I am using FireWorks to run multiple LAMMPS simulations on NERSC. In my setup, each firework includes a TemplateWriterTask (to create the input file) and a ScriptTask (to perform
srun). I have things up and running on the GPU nodes. However, I am encountering difficulties on the Haswell nodes. Specifically, in my
my_qadapter.yaml file I use the following options (in addition to specifying Haswell, wall clock time, etc.):
srun command for each firework is
srun -N 1 -n 8 -c 1 --cpu-bind=cores /usr/common/software/lammps/patch_20Nov2019/hsw/bin/lmp -in in.file
When I launch the firework and look in the launcher directory, I see the following in the error file:
srun: error: gres_plugin_job_state_unpack: no plugin configured to unpack data type 4047587904 from job 40594442
srun: gres_plugin_step_state_unpack: no plugin configured to unpack data type 4047587904 from step 40594442.0
srun: error: Task launch for 40594442.0 failed on node nid00891: Invalid job credential
srun: error: Application launch failed: Invalid job credential
srun: Job step aborted: Waiting up to 32 seconds for job step to finish.

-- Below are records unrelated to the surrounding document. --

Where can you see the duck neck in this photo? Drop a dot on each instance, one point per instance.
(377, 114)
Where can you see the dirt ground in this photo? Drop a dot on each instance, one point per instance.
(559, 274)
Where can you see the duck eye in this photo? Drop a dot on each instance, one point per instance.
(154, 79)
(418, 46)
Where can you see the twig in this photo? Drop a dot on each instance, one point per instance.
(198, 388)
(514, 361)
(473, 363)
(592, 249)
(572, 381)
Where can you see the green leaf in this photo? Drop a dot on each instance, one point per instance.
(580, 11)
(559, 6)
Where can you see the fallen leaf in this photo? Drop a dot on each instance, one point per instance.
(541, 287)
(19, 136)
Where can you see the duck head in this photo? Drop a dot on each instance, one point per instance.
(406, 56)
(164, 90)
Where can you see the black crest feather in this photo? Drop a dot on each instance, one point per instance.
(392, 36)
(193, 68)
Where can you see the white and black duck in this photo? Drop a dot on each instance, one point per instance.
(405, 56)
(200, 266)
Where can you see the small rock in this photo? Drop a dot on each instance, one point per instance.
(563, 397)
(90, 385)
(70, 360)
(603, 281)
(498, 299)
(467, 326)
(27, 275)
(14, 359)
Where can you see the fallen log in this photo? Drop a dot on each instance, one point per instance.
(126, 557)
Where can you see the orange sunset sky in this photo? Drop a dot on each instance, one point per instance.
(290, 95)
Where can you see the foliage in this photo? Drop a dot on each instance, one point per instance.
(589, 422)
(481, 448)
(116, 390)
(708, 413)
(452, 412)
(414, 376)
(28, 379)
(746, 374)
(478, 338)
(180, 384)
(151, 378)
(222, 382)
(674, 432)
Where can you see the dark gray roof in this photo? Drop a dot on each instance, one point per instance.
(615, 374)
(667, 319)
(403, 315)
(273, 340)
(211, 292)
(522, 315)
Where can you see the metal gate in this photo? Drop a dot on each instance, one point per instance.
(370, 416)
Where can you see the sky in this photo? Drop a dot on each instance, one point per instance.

srun: error: Timed out waiting for job step to complete
In the launcher folder, I see that the TemplateWriterTask completed successfully and all the input files were correctly generated. I am a little perplexed because when I run similar commands not using FireWorks (e.g. sbatch a job script containing an identical srun command), things evaluate without error.
I’d be grateful for any guidance or suggestions on this issue. Am I missing something obvious?